In a previous life, I was a CIO at a small financial institution in Florida and I have some reservations on the benefits of same-day ACH transactions when compared with the challenges that come with it. In an effort to gain a better understanding of how this implementation would work in real life, we spoke to Gustavo Vega, who leads ACH Colombia, the Clearing House in that country and where same-day ACH transactions are already implemented.

“In Colombia, same-day ACH transactions have been in place since 1993. We started with one daily cut-off time of 3 pm, transactions would be posted the same day and funds were available by dinnertime,” said Vega. “Today, we have five daily processes at 9 am, 11 am, 2 pm, 4 pm and 6 pm, which is as real-time as it gets.”

Vega explains that times have changed as the pace of business as increased significantly and millennials’ on-demand lifestyle have forced them to change and adapt by adding more processes, making funds available very quickly.
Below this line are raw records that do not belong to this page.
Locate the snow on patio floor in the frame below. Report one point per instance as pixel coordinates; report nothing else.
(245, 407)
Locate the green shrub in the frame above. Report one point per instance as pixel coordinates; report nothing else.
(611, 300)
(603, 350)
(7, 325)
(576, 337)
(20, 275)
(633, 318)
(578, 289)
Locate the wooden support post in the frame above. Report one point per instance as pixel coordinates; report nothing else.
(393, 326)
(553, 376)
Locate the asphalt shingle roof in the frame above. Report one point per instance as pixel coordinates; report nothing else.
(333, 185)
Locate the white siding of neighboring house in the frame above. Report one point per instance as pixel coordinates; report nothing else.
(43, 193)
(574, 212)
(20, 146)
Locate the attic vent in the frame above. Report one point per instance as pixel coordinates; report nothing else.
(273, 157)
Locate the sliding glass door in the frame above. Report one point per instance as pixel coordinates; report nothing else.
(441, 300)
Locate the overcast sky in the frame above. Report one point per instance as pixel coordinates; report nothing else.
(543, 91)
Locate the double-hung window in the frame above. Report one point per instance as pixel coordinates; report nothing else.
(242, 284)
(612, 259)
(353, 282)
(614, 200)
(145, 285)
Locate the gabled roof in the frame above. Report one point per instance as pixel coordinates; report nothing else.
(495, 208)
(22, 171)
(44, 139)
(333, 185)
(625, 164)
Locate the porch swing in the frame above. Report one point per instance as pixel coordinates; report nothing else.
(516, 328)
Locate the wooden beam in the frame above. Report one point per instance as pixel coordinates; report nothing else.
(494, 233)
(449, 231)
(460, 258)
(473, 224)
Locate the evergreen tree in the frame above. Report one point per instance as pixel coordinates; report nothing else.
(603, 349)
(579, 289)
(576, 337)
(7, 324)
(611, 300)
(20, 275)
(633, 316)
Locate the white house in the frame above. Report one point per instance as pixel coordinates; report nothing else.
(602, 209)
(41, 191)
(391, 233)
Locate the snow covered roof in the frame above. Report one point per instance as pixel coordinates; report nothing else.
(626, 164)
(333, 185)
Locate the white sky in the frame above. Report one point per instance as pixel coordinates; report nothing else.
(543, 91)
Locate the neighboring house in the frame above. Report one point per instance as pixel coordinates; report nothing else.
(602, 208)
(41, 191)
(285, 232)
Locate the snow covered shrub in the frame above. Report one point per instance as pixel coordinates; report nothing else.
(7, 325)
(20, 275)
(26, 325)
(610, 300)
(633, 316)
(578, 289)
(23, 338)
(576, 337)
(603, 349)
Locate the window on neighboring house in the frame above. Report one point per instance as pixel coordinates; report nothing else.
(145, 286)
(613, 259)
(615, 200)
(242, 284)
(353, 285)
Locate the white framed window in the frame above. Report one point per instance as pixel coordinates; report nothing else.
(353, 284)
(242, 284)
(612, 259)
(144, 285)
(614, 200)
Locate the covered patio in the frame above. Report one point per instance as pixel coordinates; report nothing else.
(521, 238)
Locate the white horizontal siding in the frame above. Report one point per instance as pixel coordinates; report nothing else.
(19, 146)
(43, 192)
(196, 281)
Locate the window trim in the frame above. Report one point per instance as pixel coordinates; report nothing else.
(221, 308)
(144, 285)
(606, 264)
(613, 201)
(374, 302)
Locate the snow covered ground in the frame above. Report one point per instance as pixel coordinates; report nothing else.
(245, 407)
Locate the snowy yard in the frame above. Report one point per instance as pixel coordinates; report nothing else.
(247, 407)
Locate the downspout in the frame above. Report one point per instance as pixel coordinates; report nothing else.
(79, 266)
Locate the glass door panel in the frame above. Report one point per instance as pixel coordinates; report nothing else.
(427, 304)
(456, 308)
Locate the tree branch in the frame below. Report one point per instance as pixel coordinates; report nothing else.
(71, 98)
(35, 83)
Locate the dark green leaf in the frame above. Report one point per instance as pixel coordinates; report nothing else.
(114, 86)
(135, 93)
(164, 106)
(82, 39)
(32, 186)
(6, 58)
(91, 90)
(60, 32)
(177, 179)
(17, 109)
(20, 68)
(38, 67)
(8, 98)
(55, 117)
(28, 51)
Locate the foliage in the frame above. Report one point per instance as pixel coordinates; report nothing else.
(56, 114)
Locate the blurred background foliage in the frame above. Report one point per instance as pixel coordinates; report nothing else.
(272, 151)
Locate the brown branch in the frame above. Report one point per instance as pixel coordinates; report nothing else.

Nowadays, if you make a deposit at 9 am, funds will be available at 11:30 am. This timeline is true for all of the financial institutions in the country, large and small.

In order to fight fraud, Vega says that most financial institutions offer a variety of authentication and approval methods to their customers and they monitor transactions in real time. Some of the methods include second-factor authentication (second password, token, OTP), double participation or segregation of duties (one for including transactions and other for approve them), limits per transaction, behavioral rules on the customer profile, among others methods of protection.
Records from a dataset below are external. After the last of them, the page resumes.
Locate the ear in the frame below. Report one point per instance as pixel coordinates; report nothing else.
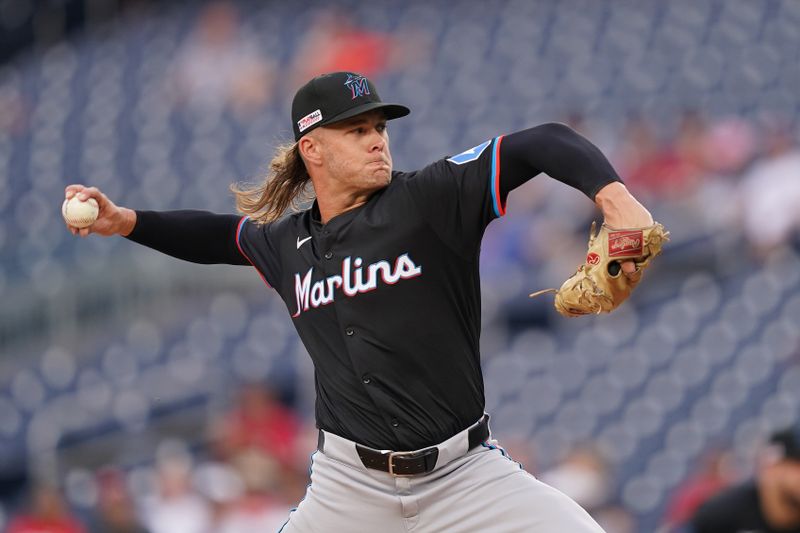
(309, 147)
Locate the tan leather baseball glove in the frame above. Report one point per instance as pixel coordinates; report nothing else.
(600, 285)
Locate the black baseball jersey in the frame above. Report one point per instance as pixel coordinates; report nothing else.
(735, 510)
(386, 299)
(386, 296)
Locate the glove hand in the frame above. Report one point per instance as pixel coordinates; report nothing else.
(599, 285)
(621, 210)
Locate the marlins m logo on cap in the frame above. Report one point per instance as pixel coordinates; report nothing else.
(357, 84)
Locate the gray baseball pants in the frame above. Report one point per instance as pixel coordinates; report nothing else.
(468, 491)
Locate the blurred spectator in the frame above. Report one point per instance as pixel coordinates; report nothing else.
(583, 476)
(260, 508)
(663, 170)
(729, 146)
(768, 504)
(713, 475)
(116, 512)
(48, 513)
(770, 193)
(335, 43)
(221, 64)
(175, 507)
(260, 422)
(615, 519)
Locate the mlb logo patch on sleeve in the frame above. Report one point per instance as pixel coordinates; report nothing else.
(469, 155)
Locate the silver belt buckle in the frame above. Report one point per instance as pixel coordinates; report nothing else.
(392, 455)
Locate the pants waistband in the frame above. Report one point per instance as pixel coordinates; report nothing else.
(415, 462)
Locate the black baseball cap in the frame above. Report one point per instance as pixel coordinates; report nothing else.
(334, 97)
(788, 439)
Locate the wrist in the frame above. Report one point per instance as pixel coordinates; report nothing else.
(610, 195)
(128, 221)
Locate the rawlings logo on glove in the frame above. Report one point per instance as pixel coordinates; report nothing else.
(599, 285)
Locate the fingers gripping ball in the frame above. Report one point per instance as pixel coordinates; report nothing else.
(599, 285)
(78, 213)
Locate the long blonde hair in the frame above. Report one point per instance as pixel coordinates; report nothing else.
(287, 185)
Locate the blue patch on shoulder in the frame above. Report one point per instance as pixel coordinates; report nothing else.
(469, 155)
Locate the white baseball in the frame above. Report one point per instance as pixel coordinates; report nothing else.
(78, 213)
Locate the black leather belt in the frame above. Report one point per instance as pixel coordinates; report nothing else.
(412, 463)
“Same-day ACH transactions are possible because we have a small network of banks that are all connected to the Central Bank of Colombia (similar to the Federal Reserve in the US), and this is crucial when it comes to guaranteeing that the funds will actually be paid” said Vega.

In the US, the situation couldn’t be more different. The banking environment is enormous compared to other countries as there are 6,799 commercial banks in the United States connected to the Federal Reserve, and 90% of adults have at least one bank account. With millions of transactions being processed daily, posting and clearing ACH transactions would significantly reduce the window to detect anomalies in transactions, from 2 days to 2 hours! As a result, banks will see increasingly more fraud unless they are prepared to scale their fraud operations. As you may have guessed, this is especially more challenging for community banks and credit unions.

The ever evolving business environment is forcing the financial sector to become more agile and as a result, technological innovation will make this possible. Keeping in mind that making same-day ACH transactions will require an important overhaul of the payment system, there are some key actions banks can take to prepare for it. As a basic level, banks will have to invest to update their backrooms and upgrade fraud operations and systems as well as implement strong authentication methods and transaction monitoring. At the end, it will come down to finding a balance between increased resources and accepting additional risk of electronic fraud.